Après la mort tragique de George Floyd au terme de violences policières et les manifestations antiracistes qui ont suivi, le choix de Joe Biden est tactique. Trump, qui montre peu d’empathie pour le mouvement Black Lives Matter, ne peut pas s’attendre à rameuter une majorité parmi les Afro-Américains. Reste que, côté racisme, son concurrent Biden a lui aussi une tache sur son CV. En 1972, il devient sénateur du mini Etat du Delaware. Il s’exprime alors contre une mesure visant à stimuler le mélange entre Blancs et Noirs, le busing, qui consiste à transporter les écoliers et étudiants noirs dans les écoles des quartiers blancs. Or, la jeune Kamala Harris bénéficie précisément d’un tel programme. Lors des primaires démocrates, elle reproche publiquement à Joe Biden de s’être opposé à cette mesure d’intégration dans les années 1970 et 1980. Il semble qu’elle lui ait pardonné depuis. Et il espère que les électeurs noirs feront de même.
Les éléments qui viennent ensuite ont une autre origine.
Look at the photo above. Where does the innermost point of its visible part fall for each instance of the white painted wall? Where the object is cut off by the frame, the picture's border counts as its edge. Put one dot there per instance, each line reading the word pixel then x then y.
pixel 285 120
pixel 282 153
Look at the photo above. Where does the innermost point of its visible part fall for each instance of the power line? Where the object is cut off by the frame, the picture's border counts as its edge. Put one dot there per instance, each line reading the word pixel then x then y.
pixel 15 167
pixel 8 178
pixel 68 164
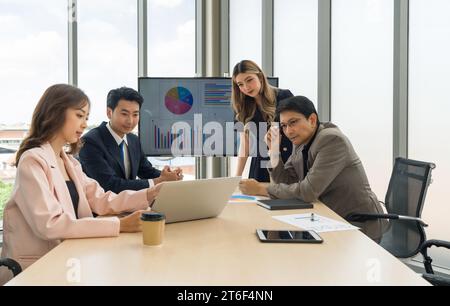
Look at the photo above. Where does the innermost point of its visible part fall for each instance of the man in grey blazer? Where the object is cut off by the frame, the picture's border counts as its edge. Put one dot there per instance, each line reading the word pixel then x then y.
pixel 323 166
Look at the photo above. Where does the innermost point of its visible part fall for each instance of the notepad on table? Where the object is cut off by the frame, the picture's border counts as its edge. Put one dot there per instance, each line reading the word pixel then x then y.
pixel 284 204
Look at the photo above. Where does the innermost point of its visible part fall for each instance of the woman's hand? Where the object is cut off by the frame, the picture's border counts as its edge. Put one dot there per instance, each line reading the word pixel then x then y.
pixel 131 223
pixel 153 192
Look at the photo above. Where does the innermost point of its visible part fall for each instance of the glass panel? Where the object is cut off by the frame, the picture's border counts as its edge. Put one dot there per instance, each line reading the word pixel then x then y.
pixel 245 31
pixel 33 56
pixel 107 50
pixel 429 110
pixel 172 54
pixel 296 59
pixel 362 82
Elle commence par étudier les sciences politiques et économiques, puis elle achève son droit et devient procureure, puis procureure générale de l’Etat de Californie, première femme et première Noire à ce poste. Elle y acquiert une réputation de rigueur à l’encontre des pédophiles et des géants opaques de la technologie. Avec la crise financière de 2008, elle obtient que les banques dotent de 20 milliards de dollars, et non de 4 seulement, un fonds d’aide aux habitants qui ont perdu leur toit. C’est alors qu’elle établit un premier contact avec la famille Biden. Comme Beau, le fils aîné de Joe, est lui aussi procureur, il se noue une amitié qui aura peut-être été bénéfique dans le récent choix de Kamala pour la vice-présidence. Beau succombe, à l’âge de 46 ans, à une tumeur cérébrale. Sur son lit de mort, son père lui promet qu’après deux essais avortés, il tentera une troisième fois d’accéder à la Maison-Blanche.
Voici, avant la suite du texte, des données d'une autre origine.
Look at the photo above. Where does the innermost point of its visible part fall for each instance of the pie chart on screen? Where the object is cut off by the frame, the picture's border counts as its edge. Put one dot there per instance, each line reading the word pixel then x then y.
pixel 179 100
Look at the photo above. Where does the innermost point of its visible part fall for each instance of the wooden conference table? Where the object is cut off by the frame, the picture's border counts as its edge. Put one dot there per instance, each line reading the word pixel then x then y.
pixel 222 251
La sénatrice tient sa vie privée à l’abri des regards. On lui prête plusieurs histoires d’amour, mais aucune ne se conclut devant l’autel. Jusqu’à ce qu’une de ses bonnes amies organise un blind date avec Douglas Emhoff, un avocat d’Hollywood, âgé de seulement sept jours de plus qu’elle. Et ça marche! En mars 2014, il s’agenouille devant elle avec une bague de platine sertie d’un diamant. Et quatre mois plus tard, ils échangent leurs alliances: c’est Maya, la sœur de Kamala, juriste elle aussi, qui préside la cérémonie en présence de Cole et d’Ella, les enfants d’un premier mariage de Douglas Emhoff. Kamala, pour sa part, n’a pas eu d’enfants mais elle s’entend merveilleusement avec eux. Ils la surnomment affectueusement «Momala».
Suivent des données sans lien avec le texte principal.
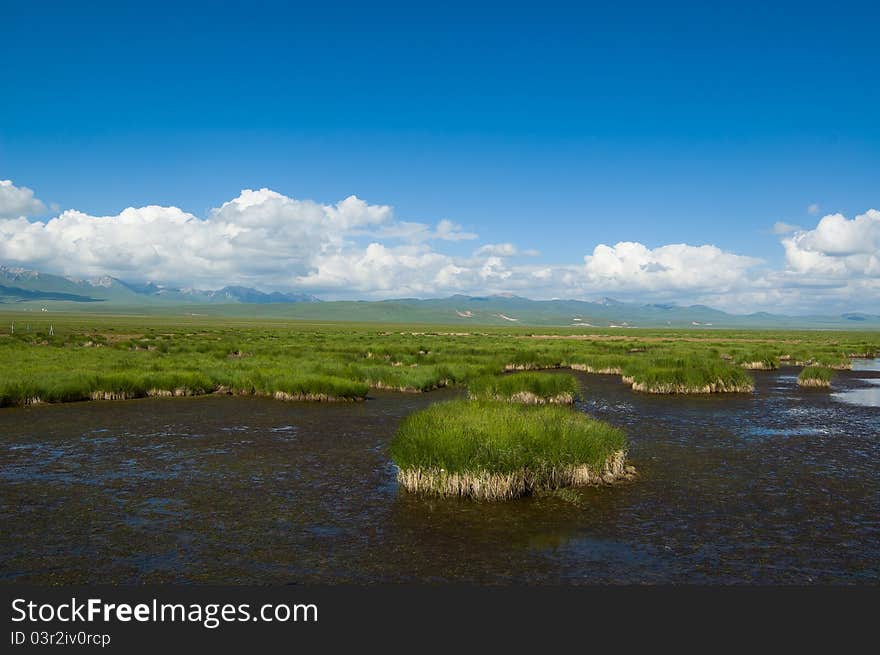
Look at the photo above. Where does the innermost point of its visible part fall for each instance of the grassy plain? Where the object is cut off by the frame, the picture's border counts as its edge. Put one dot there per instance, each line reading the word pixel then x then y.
pixel 120 356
Kamala Harris jouit d’un large soutien. L’ex-président Obama dit à son propos: «Je connais la sénatrice Harris depuis longtemps. Elle est plus que prête pour ce job.» Expatriée en Suisse, la militante démocrate Renée Rousseau le confirme: pour elle, Kamala Harris serait en outre parfaitement capable de remplacer Joe Biden, 78 ans en novembre, s’il devait lui arriver quelque chose. Et elle se réjouit que la sénatrice californienne incarne l’Amérique de demain, «une nation d’enfants de première et deuxième générations d’immigrés, souvent de culture mixte». Des people se disent également ravis du choix de Joe Biden, à l’instar de la chanteuse Pink qui en a versé des larmes de joie. Et le chanteur de soul John Legend se réjouit d’ores et déjà de voter pour le ticket Biden-Harris «afin de réveiller l’Amérique du cauchemar de l’actuelle présidence». A vérifier le 3 novembre.